Beautifully engraved specimen certificate from the IOntel Corporation
printed in 1989. This historic document was printed by the Security-Columbian United States Banknote Corporation and has an
ornate border around it with a vignette of the Company's logo. This item has the printed signatures of the Company’s Chairman of the Board, and Secretary, and is over 24 years old.
Intel, by far the world's #1 maker of chips, commands about four-fifths of the PC microprocessor market. Even though archrival AMD has eaten into that market share, and while some of its diversification efforts have stalled, Intel still makes several times as much from chips as do any of its rivals. Most computer makers use Intel processors; Dell is its largest customer (14% of sales). Intel also makes flash memories (it's #1 there, too) and chips for many networking and industrial applications. Faced with a stagnating PC market, Intel is focusing efforts on communications chips and foreign markets as it strives for future growth.
Intel and its transfer agent, Computer- share Investor Services, said that as of August 1, 2005 – the date Delaware’s new law took effect – the company began issuing all new shares electronically through DRS. Shareholders who purchase Intel stock will receive a statement of electronic ownership rather than paper certificates that have to be placed in safekeeping. DTCC’s depository, which manages DRS for all markets, notified its bank and broker/dealer customers that the transfer of ownership on all Intel shares would result in the issuance of DRS statements, not paper certificates.
About Specimen Certificates
Specimen Certificates are actual certificates that have never been issued. They were usually kept by the printers in their permanent archives as their only example of a particular certificate. Sometimes you will see a hand stamp on the certificate that says "Do not remove from file".

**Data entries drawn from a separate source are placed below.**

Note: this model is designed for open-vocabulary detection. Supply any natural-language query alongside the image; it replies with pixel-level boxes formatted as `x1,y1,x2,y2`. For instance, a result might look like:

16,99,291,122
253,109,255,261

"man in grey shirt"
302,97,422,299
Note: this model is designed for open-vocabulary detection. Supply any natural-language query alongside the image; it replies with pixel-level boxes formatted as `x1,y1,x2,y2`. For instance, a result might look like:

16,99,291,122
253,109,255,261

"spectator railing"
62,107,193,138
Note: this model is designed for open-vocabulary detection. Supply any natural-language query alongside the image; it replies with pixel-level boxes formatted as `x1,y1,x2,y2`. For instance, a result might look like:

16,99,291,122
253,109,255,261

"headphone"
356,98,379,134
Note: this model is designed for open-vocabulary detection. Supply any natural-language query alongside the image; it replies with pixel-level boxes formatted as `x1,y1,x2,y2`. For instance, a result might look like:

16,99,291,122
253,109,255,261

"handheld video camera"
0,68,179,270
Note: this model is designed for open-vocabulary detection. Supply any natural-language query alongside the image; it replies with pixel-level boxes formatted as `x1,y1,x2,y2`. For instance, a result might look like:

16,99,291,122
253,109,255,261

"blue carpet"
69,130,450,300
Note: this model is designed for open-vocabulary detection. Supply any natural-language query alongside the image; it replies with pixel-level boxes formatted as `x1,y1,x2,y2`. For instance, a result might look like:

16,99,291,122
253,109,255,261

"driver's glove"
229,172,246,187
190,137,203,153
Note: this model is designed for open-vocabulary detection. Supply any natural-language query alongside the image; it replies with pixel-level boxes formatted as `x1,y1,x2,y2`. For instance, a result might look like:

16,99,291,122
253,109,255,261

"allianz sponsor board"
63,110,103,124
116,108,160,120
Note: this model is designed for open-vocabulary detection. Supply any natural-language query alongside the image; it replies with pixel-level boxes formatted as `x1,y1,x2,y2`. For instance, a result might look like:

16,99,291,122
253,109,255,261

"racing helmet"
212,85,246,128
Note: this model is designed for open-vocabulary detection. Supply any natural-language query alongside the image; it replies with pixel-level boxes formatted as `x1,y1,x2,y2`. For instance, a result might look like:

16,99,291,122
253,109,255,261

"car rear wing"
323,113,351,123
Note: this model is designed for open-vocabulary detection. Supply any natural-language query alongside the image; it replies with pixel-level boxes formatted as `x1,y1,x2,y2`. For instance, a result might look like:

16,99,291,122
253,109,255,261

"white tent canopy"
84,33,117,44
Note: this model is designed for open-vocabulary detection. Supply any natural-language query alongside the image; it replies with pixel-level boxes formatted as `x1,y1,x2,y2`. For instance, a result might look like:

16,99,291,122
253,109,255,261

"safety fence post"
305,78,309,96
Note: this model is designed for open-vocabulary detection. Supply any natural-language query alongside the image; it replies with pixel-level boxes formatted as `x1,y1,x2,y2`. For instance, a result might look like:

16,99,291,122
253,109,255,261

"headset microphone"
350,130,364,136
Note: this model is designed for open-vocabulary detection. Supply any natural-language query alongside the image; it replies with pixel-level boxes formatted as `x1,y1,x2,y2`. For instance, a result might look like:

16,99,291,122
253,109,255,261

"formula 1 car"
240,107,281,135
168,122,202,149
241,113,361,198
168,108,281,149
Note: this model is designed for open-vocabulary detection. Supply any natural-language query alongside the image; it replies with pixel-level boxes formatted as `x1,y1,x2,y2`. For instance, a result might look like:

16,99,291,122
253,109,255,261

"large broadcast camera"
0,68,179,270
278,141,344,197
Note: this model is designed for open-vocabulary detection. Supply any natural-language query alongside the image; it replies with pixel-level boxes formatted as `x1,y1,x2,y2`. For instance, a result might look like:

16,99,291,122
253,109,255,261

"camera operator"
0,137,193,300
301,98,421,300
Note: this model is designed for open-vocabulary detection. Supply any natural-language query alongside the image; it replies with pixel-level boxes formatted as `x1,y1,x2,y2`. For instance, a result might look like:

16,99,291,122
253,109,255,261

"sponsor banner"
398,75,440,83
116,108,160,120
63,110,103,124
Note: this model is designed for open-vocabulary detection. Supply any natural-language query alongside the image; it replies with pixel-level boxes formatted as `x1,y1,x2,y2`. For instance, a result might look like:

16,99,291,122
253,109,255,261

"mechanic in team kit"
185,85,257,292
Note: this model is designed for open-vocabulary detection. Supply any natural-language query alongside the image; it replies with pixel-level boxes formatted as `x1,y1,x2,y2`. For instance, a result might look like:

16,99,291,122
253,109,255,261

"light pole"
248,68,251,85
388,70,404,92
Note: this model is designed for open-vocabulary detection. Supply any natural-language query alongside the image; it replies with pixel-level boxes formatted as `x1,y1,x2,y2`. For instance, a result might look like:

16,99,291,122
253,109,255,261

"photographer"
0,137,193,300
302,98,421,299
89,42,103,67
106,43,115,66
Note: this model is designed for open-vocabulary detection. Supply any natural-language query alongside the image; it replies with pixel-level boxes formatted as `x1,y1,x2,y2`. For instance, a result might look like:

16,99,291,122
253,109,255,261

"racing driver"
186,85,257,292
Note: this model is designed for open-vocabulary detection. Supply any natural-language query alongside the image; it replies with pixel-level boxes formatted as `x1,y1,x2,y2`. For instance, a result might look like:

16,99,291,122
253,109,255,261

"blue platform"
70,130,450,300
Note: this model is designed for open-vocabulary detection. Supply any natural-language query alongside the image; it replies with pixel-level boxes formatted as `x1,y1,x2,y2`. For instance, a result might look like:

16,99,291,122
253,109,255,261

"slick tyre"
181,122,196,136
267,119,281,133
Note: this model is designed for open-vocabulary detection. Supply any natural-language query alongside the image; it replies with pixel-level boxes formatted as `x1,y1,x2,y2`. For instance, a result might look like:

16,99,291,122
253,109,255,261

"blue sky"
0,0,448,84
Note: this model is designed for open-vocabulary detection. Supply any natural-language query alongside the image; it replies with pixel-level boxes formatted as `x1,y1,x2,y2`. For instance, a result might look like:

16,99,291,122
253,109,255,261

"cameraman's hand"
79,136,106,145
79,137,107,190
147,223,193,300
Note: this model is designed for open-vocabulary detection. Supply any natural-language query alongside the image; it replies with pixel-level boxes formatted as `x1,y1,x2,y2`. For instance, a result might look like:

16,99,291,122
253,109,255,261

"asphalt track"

Specimens were also used to show prospective clients different types of certificate designs that were available. Specimen certificates are usually much scarcer than issued certificates. In fact, many times they are the only way to get a certificate for a particular company because the issued certificates were redeemed and destroyed. In a few instances, Specimen certificates were made for a company but were never used because a different design was chosen by the company.
These certificates are normally stamped "Specimen" or they have small holes spelling the word specimen. Most of the time they don't have a serial number, or they have a serial number of 00000. This is an exciting sector of the hobby that has grown in popularity over the past several years.